Gymnasium/gym/wrappers/monitoring/video_recorder.py

import json
import os
import subprocess
import tempfile
import os.path
import distutils.spawn, distutils.version
import numpy as np
from six import StringIO
import six
from gym import error, logger

def touch(path):
    open(path, 'a').close()

class VideoRecorder(object):
    """VideoRecorder renders a nice movie of a rollout, frame by frame.

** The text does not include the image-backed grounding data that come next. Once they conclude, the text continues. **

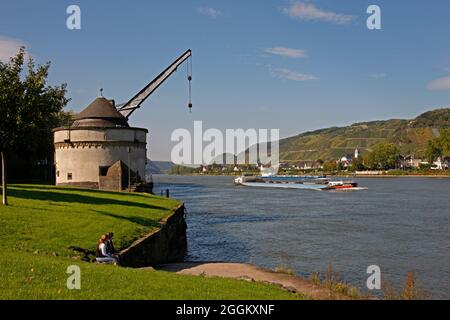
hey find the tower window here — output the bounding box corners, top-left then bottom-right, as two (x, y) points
(67, 173), (73, 180)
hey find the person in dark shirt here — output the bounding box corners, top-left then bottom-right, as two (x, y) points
(105, 232), (117, 256)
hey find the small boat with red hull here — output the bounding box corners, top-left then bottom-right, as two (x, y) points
(323, 180), (367, 191)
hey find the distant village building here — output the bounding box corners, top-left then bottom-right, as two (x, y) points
(299, 161), (323, 170)
(399, 155), (449, 170)
(399, 155), (428, 169)
(301, 163), (312, 170)
(53, 97), (149, 191)
(444, 157), (450, 169)
(432, 157), (443, 170)
(278, 161), (323, 171)
(336, 148), (360, 169)
(339, 155), (352, 168)
(339, 154), (352, 168)
(339, 148), (360, 168)
(431, 157), (450, 170)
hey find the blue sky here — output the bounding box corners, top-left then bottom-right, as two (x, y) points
(1, 0), (450, 160)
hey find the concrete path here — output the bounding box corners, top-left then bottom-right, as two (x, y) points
(157, 262), (350, 300)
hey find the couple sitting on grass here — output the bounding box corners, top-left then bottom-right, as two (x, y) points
(96, 232), (119, 264)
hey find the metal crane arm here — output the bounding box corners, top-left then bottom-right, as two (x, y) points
(118, 49), (192, 119)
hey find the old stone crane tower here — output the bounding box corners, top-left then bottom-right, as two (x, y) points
(53, 97), (148, 191)
(53, 49), (192, 191)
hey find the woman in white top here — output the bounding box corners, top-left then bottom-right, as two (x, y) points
(96, 234), (117, 264)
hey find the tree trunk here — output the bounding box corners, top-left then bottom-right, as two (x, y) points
(1, 151), (7, 206)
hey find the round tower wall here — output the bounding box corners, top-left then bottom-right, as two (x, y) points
(53, 127), (148, 187)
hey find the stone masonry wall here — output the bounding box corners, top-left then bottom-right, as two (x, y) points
(119, 204), (187, 268)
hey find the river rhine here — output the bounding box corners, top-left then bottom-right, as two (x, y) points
(153, 175), (450, 299)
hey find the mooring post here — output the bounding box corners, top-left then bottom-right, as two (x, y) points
(166, 189), (170, 198)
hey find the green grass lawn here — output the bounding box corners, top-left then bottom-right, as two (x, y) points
(0, 185), (303, 300)
(0, 184), (180, 257)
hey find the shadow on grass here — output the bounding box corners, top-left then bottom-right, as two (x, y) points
(10, 184), (165, 201)
(9, 187), (168, 211)
(93, 210), (162, 228)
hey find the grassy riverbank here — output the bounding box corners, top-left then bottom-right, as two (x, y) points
(0, 185), (303, 300)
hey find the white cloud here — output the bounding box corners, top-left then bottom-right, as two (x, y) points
(264, 47), (306, 58)
(427, 76), (450, 91)
(271, 67), (318, 82)
(283, 2), (354, 25)
(197, 7), (222, 19)
(0, 36), (26, 62)
(370, 73), (387, 79)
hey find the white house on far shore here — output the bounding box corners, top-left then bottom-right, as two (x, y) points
(339, 148), (360, 168)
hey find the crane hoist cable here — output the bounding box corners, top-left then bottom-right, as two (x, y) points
(187, 55), (193, 112)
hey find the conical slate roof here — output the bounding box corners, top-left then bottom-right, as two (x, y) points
(73, 97), (129, 127)
(75, 97), (125, 120)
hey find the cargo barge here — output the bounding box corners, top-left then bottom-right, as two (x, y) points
(234, 175), (368, 191)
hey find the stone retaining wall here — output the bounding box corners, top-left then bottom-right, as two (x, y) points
(119, 204), (187, 268)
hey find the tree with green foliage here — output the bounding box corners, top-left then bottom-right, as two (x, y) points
(426, 128), (450, 163)
(367, 143), (400, 170)
(349, 157), (365, 172)
(169, 165), (197, 175)
(426, 139), (443, 163)
(323, 160), (338, 172)
(0, 47), (69, 205)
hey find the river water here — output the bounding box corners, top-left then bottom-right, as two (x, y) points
(153, 175), (450, 299)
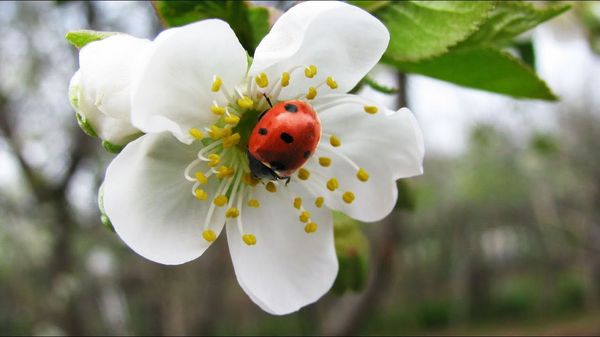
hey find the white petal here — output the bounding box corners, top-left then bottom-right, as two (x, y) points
(131, 20), (248, 144)
(226, 182), (337, 315)
(103, 132), (226, 265)
(69, 71), (140, 145)
(79, 34), (151, 120)
(250, 1), (388, 99)
(304, 94), (424, 222)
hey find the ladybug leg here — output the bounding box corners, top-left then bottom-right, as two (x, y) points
(284, 176), (291, 186)
(257, 109), (268, 121)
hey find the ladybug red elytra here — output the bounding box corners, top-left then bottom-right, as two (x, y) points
(247, 99), (321, 182)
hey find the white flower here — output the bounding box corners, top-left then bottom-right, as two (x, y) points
(99, 1), (424, 315)
(69, 34), (150, 145)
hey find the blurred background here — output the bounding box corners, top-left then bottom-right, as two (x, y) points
(1, 1), (600, 335)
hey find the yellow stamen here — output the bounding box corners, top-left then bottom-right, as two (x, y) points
(223, 133), (241, 148)
(242, 234), (257, 246)
(207, 154), (220, 167)
(326, 178), (339, 191)
(306, 86), (317, 100)
(189, 128), (204, 140)
(318, 157), (332, 167)
(243, 172), (259, 186)
(216, 166), (235, 179)
(226, 207), (240, 218)
(202, 229), (217, 242)
(342, 191), (355, 204)
(211, 75), (222, 92)
(315, 197), (324, 208)
(305, 65), (317, 78)
(357, 168), (369, 182)
(248, 199), (260, 208)
(281, 72), (290, 87)
(208, 125), (225, 140)
(224, 115), (240, 126)
(255, 72), (269, 88)
(326, 76), (338, 89)
(293, 197), (302, 210)
(364, 105), (378, 114)
(299, 211), (311, 223)
(237, 95), (254, 109)
(265, 182), (277, 193)
(298, 168), (310, 180)
(213, 195), (228, 207)
(194, 188), (208, 201)
(195, 171), (208, 185)
(330, 135), (341, 147)
(304, 222), (318, 233)
(211, 104), (225, 116)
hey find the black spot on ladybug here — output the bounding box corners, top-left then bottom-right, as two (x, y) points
(280, 132), (294, 144)
(258, 128), (268, 135)
(303, 151), (310, 159)
(270, 161), (286, 171)
(284, 103), (298, 112)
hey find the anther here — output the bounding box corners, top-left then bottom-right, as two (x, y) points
(364, 105), (378, 114)
(299, 211), (311, 223)
(211, 104), (225, 116)
(213, 195), (228, 206)
(202, 229), (217, 242)
(242, 234), (257, 246)
(326, 178), (339, 191)
(211, 75), (222, 92)
(265, 182), (277, 193)
(248, 199), (260, 208)
(318, 157), (332, 167)
(207, 154), (220, 167)
(326, 76), (338, 89)
(226, 207), (240, 218)
(216, 166), (235, 179)
(195, 171), (208, 185)
(342, 191), (355, 204)
(305, 65), (317, 78)
(281, 72), (290, 87)
(208, 125), (225, 140)
(194, 188), (208, 201)
(306, 86), (317, 100)
(243, 172), (259, 186)
(223, 133), (241, 148)
(237, 95), (254, 109)
(293, 197), (302, 209)
(330, 135), (341, 147)
(357, 168), (369, 182)
(298, 168), (310, 180)
(304, 222), (318, 233)
(255, 72), (269, 88)
(315, 197), (324, 208)
(225, 115), (240, 126)
(189, 128), (204, 140)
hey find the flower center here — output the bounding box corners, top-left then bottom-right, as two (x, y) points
(183, 64), (373, 246)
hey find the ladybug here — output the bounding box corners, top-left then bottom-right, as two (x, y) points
(247, 97), (321, 182)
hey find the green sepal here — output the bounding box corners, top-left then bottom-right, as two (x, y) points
(102, 140), (126, 154)
(98, 184), (115, 233)
(65, 30), (119, 49)
(75, 112), (98, 138)
(363, 76), (399, 95)
(331, 212), (370, 295)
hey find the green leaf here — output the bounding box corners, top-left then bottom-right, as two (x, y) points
(65, 30), (118, 49)
(373, 1), (494, 62)
(388, 47), (557, 100)
(363, 76), (398, 94)
(460, 1), (571, 48)
(153, 1), (270, 54)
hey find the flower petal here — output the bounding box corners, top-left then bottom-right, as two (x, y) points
(304, 94), (424, 222)
(250, 1), (388, 99)
(226, 182), (337, 315)
(69, 70), (140, 145)
(103, 132), (226, 265)
(79, 34), (151, 120)
(131, 20), (248, 144)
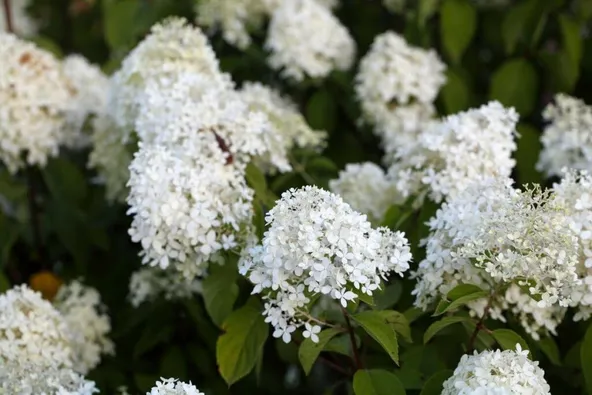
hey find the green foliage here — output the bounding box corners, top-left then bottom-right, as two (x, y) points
(352, 369), (406, 395)
(298, 328), (342, 375)
(352, 310), (399, 365)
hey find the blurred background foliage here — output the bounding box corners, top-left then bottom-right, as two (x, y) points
(2, 0), (592, 393)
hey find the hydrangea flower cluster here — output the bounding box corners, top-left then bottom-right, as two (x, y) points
(0, 285), (99, 393)
(0, 0), (37, 36)
(240, 186), (412, 343)
(552, 169), (592, 321)
(387, 101), (518, 203)
(128, 266), (203, 307)
(442, 345), (551, 395)
(148, 378), (205, 395)
(329, 162), (401, 223)
(412, 178), (579, 338)
(355, 31), (446, 157)
(0, 32), (73, 172)
(537, 94), (592, 178)
(265, 0), (356, 81)
(61, 55), (109, 149)
(53, 281), (114, 374)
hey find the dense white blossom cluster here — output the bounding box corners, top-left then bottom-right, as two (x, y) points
(0, 33), (73, 172)
(128, 266), (202, 307)
(412, 178), (579, 338)
(0, 285), (99, 394)
(61, 55), (109, 149)
(54, 281), (114, 374)
(387, 101), (518, 203)
(355, 31), (445, 157)
(0, 0), (37, 36)
(148, 378), (205, 395)
(442, 345), (551, 395)
(537, 94), (592, 177)
(553, 170), (592, 321)
(265, 0), (355, 81)
(329, 162), (400, 222)
(240, 186), (411, 343)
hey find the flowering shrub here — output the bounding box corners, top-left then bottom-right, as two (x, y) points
(1, 0), (592, 394)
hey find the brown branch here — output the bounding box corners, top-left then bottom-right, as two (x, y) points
(467, 295), (494, 353)
(2, 0), (13, 33)
(213, 132), (233, 165)
(342, 308), (363, 370)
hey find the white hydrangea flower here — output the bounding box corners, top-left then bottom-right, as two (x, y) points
(237, 81), (326, 172)
(53, 281), (114, 374)
(537, 94), (592, 177)
(61, 55), (109, 149)
(265, 0), (356, 81)
(239, 186), (412, 343)
(128, 266), (202, 307)
(329, 162), (402, 223)
(355, 31), (445, 128)
(127, 139), (255, 279)
(442, 345), (551, 395)
(387, 101), (518, 203)
(134, 72), (290, 172)
(87, 112), (133, 202)
(148, 378), (205, 395)
(196, 0), (271, 49)
(0, 360), (98, 395)
(0, 285), (73, 370)
(552, 169), (592, 321)
(0, 0), (37, 36)
(108, 17), (227, 136)
(412, 178), (579, 337)
(0, 32), (73, 172)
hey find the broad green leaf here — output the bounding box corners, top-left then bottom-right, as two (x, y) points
(216, 298), (269, 386)
(515, 124), (543, 185)
(103, 0), (140, 50)
(298, 328), (341, 375)
(490, 59), (538, 116)
(418, 0), (440, 28)
(446, 284), (486, 300)
(30, 36), (63, 57)
(0, 272), (10, 292)
(538, 336), (561, 366)
(306, 157), (339, 174)
(353, 369), (406, 395)
(420, 370), (453, 395)
(306, 89), (336, 133)
(559, 14), (583, 65)
(352, 311), (399, 364)
(581, 323), (592, 393)
(435, 291), (488, 316)
(491, 329), (529, 354)
(501, 0), (543, 55)
(42, 158), (87, 205)
(133, 324), (173, 358)
(160, 346), (187, 380)
(324, 333), (358, 356)
(374, 282), (403, 310)
(404, 307), (425, 323)
(424, 316), (471, 344)
(378, 311), (412, 343)
(253, 201), (265, 240)
(202, 266), (239, 328)
(575, 0), (592, 21)
(440, 0), (476, 64)
(540, 50), (579, 93)
(0, 213), (21, 267)
(246, 163), (274, 206)
(439, 68), (470, 114)
(461, 321), (495, 350)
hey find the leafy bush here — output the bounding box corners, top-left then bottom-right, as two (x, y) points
(2, 0), (592, 394)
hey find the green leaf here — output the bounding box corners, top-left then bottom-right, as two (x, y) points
(440, 0), (477, 64)
(306, 89), (336, 133)
(298, 328), (341, 375)
(420, 370), (453, 395)
(202, 265), (239, 328)
(501, 0), (542, 55)
(0, 213), (21, 267)
(439, 68), (471, 114)
(30, 36), (63, 57)
(491, 329), (529, 354)
(559, 14), (583, 65)
(424, 316), (471, 344)
(581, 322), (592, 394)
(374, 282), (403, 310)
(540, 50), (579, 93)
(446, 284), (486, 300)
(134, 324), (173, 358)
(515, 123), (543, 185)
(103, 0), (140, 50)
(377, 311), (412, 343)
(352, 311), (399, 365)
(160, 346), (187, 380)
(538, 336), (561, 366)
(435, 291), (488, 316)
(216, 298), (269, 386)
(0, 272), (10, 292)
(245, 162), (273, 206)
(42, 158), (87, 205)
(353, 369), (406, 395)
(418, 0), (440, 28)
(489, 59), (538, 116)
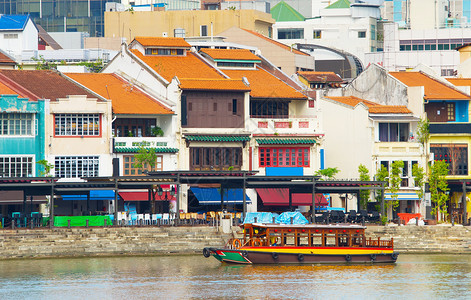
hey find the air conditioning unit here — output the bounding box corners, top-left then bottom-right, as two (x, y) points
(162, 32), (168, 37)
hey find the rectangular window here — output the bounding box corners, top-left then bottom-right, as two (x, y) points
(54, 156), (99, 178)
(430, 144), (468, 175)
(201, 25), (208, 37)
(250, 100), (289, 118)
(378, 123), (409, 142)
(123, 155), (163, 176)
(358, 31), (366, 38)
(259, 147), (309, 168)
(313, 30), (321, 39)
(0, 113), (34, 136)
(54, 114), (100, 136)
(113, 118), (157, 137)
(181, 95), (187, 126)
(278, 28), (304, 39)
(370, 25), (376, 40)
(232, 99), (237, 115)
(4, 33), (18, 39)
(157, 49), (171, 55)
(447, 102), (455, 121)
(308, 100), (315, 108)
(0, 156), (33, 177)
(190, 148), (242, 170)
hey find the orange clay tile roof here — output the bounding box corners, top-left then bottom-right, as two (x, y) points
(131, 49), (224, 82)
(0, 69), (97, 101)
(66, 73), (173, 115)
(0, 51), (15, 64)
(200, 48), (261, 61)
(297, 71), (343, 82)
(326, 96), (411, 114)
(390, 71), (471, 100)
(223, 67), (307, 99)
(0, 81), (24, 97)
(241, 28), (310, 56)
(179, 78), (250, 91)
(133, 37), (191, 48)
(446, 78), (471, 87)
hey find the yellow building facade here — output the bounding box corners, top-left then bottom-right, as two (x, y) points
(104, 10), (274, 42)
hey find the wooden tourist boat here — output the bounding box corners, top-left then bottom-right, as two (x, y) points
(203, 223), (398, 264)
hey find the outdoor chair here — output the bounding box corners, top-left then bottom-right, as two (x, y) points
(316, 212), (330, 224)
(347, 210), (357, 223)
(31, 213), (43, 227)
(338, 211), (346, 223)
(144, 213), (151, 225)
(152, 214), (161, 225)
(136, 214), (144, 225)
(12, 212), (25, 228)
(330, 210), (340, 223)
(369, 211), (381, 223)
(357, 210), (368, 224)
(117, 212), (127, 226)
(162, 213), (170, 225)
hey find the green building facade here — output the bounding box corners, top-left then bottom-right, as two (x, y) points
(0, 95), (46, 177)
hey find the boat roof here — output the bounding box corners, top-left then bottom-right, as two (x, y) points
(247, 223), (366, 229)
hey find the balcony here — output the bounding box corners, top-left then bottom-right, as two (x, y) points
(248, 118), (317, 135)
(429, 123), (471, 134)
(374, 141), (422, 155)
(113, 137), (174, 153)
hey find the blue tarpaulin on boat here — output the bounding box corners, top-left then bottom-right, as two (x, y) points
(276, 212), (309, 225)
(191, 187), (251, 205)
(60, 190), (115, 201)
(243, 212), (278, 224)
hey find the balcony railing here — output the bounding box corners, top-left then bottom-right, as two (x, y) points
(429, 123), (471, 134)
(114, 137), (172, 149)
(248, 118), (317, 134)
(374, 141), (422, 155)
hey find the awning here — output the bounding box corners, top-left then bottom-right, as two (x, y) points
(190, 187), (251, 205)
(0, 191), (47, 204)
(256, 188), (329, 206)
(385, 192), (420, 201)
(61, 190), (115, 201)
(119, 191), (176, 201)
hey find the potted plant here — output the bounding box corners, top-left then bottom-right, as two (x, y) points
(151, 126), (164, 137)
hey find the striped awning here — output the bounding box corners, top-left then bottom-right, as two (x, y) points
(256, 138), (317, 145)
(385, 192), (420, 201)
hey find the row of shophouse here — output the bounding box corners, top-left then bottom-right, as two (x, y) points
(2, 36), (471, 223)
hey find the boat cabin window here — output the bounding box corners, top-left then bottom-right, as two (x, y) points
(324, 234), (336, 247)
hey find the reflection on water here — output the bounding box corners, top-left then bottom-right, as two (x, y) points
(0, 254), (470, 299)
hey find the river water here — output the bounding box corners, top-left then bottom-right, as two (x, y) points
(0, 254), (470, 299)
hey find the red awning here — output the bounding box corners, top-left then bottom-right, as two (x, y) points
(256, 188), (328, 206)
(119, 191), (176, 201)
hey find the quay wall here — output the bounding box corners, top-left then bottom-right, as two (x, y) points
(366, 225), (471, 253)
(0, 226), (231, 259)
(1, 225), (471, 259)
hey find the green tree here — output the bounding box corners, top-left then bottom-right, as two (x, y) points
(388, 161), (404, 216)
(412, 164), (426, 201)
(358, 164), (371, 210)
(374, 165), (389, 202)
(315, 167), (340, 180)
(32, 55), (57, 70)
(133, 147), (158, 213)
(36, 159), (54, 177)
(429, 160), (449, 221)
(77, 60), (105, 73)
(416, 118), (430, 146)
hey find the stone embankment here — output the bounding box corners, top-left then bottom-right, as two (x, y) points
(1, 225), (471, 259)
(367, 225), (471, 253)
(0, 226), (230, 259)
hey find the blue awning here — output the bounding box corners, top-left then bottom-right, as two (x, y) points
(61, 190), (115, 201)
(385, 192), (420, 201)
(190, 187), (251, 205)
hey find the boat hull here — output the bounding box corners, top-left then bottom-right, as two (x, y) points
(204, 247), (398, 264)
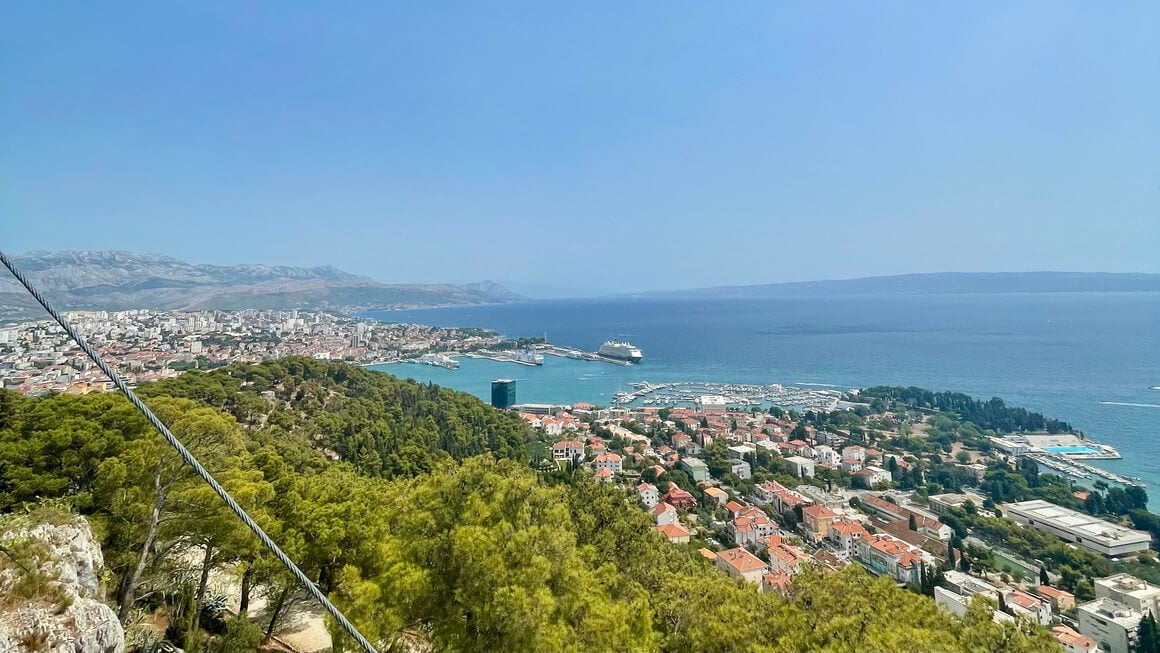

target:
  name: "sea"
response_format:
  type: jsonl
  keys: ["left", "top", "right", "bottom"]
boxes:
{"left": 365, "top": 292, "right": 1160, "bottom": 493}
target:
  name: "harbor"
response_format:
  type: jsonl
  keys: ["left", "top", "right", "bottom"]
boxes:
{"left": 611, "top": 380, "right": 842, "bottom": 411}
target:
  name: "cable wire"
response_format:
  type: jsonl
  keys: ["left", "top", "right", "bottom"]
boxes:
{"left": 0, "top": 249, "right": 380, "bottom": 653}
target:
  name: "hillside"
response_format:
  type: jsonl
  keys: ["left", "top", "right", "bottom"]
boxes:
{"left": 637, "top": 271, "right": 1160, "bottom": 299}
{"left": 0, "top": 358, "right": 1061, "bottom": 653}
{"left": 0, "top": 250, "right": 521, "bottom": 320}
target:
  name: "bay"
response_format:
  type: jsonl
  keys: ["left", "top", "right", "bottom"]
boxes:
{"left": 365, "top": 292, "right": 1160, "bottom": 491}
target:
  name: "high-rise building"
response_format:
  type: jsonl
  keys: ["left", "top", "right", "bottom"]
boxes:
{"left": 491, "top": 379, "right": 516, "bottom": 409}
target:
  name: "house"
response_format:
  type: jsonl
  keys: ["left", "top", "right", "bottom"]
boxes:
{"left": 761, "top": 569, "right": 793, "bottom": 596}
{"left": 663, "top": 485, "right": 698, "bottom": 510}
{"left": 935, "top": 570, "right": 1010, "bottom": 623}
{"left": 731, "top": 460, "right": 752, "bottom": 480}
{"left": 768, "top": 542, "right": 810, "bottom": 574}
{"left": 856, "top": 533, "right": 927, "bottom": 584}
{"left": 540, "top": 416, "right": 564, "bottom": 437}
{"left": 801, "top": 505, "right": 838, "bottom": 541}
{"left": 1078, "top": 597, "right": 1144, "bottom": 653}
{"left": 842, "top": 445, "right": 866, "bottom": 462}
{"left": 594, "top": 452, "right": 623, "bottom": 474}
{"left": 828, "top": 519, "right": 869, "bottom": 558}
{"left": 840, "top": 458, "right": 863, "bottom": 473}
{"left": 551, "top": 439, "right": 585, "bottom": 462}
{"left": 784, "top": 455, "right": 816, "bottom": 479}
{"left": 753, "top": 482, "right": 783, "bottom": 506}
{"left": 655, "top": 523, "right": 692, "bottom": 544}
{"left": 729, "top": 444, "right": 756, "bottom": 460}
{"left": 652, "top": 502, "right": 679, "bottom": 526}
{"left": 1006, "top": 590, "right": 1052, "bottom": 625}
{"left": 1038, "top": 585, "right": 1077, "bottom": 613}
{"left": 702, "top": 486, "right": 728, "bottom": 507}
{"left": 593, "top": 467, "right": 614, "bottom": 484}
{"left": 1052, "top": 626, "right": 1098, "bottom": 653}
{"left": 813, "top": 445, "right": 841, "bottom": 466}
{"left": 698, "top": 548, "right": 717, "bottom": 562}
{"left": 732, "top": 507, "right": 777, "bottom": 547}
{"left": 715, "top": 547, "right": 769, "bottom": 585}
{"left": 725, "top": 500, "right": 747, "bottom": 518}
{"left": 853, "top": 466, "right": 891, "bottom": 488}
{"left": 680, "top": 457, "right": 710, "bottom": 482}
{"left": 637, "top": 482, "right": 659, "bottom": 509}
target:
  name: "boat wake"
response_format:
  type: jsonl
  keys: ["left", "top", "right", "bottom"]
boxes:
{"left": 1152, "top": 386, "right": 1160, "bottom": 391}
{"left": 1100, "top": 401, "right": 1160, "bottom": 408}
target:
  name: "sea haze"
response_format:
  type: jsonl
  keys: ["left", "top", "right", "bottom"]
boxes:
{"left": 366, "top": 291, "right": 1160, "bottom": 491}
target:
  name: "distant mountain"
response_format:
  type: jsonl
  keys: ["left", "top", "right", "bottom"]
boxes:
{"left": 0, "top": 251, "right": 521, "bottom": 320}
{"left": 636, "top": 272, "right": 1160, "bottom": 299}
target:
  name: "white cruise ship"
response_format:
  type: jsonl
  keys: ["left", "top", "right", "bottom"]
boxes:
{"left": 598, "top": 339, "right": 643, "bottom": 363}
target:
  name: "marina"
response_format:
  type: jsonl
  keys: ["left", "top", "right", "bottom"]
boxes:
{"left": 611, "top": 380, "right": 841, "bottom": 410}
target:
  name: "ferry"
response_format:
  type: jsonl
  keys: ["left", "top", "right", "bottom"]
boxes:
{"left": 598, "top": 339, "right": 644, "bottom": 363}
{"left": 414, "top": 353, "right": 459, "bottom": 370}
{"left": 515, "top": 349, "right": 544, "bottom": 366}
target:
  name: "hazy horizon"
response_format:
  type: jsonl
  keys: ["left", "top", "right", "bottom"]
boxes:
{"left": 4, "top": 3, "right": 1158, "bottom": 295}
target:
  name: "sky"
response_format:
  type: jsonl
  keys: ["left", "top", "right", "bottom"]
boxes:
{"left": 3, "top": 3, "right": 1158, "bottom": 296}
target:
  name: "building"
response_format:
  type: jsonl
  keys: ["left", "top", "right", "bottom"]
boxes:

It
    comes with an `enabled` option so you can still use the same code
    on episodes where you don't want to record video.

    Note:
        You are responsible for calling `close` on a created
        VideoRecorder, or else you may leak an encoder process.

    Args:
        env (Env): Environment to take video of.
        path (Optional[str]): Path to the video file; will be randomly chosen if omitted.
        base_path (Optional[str]): Alternatively, path to the video file without extension, which will be added.
        metadata (Optional[dict]): Contents to save to the metadata file.
        enabled (bool): Whether to actually record video, or just no-op (for convenience)
    """

    def __init__(self, env, path=None, metadata=None, enabled=True, base_path=None):
        modes = env.metadata.get('render.modes', [])
        self._async = env.metadata.get('semantics.async')
        self.enabled = enabled

        # Don't bother setting anything else if not enabled
        if not self.enabled:
            return

        self.ansi_mode = False
        if 'rgb_array' not in modes:
            if 'ansi' in modes:
                self.ansi_mode = True
            else:
                logger.info('Disabling video recorder because {} neither supports video mode "rgb_array" nor "ansi".'.format(env))
                # Whoops, turns out we shouldn't be enabled after all
                self.enabled = False
                return

        if path is not None and base_path is not None:
            raise error.Error("You can pass at most one of `path` or `base_path`.")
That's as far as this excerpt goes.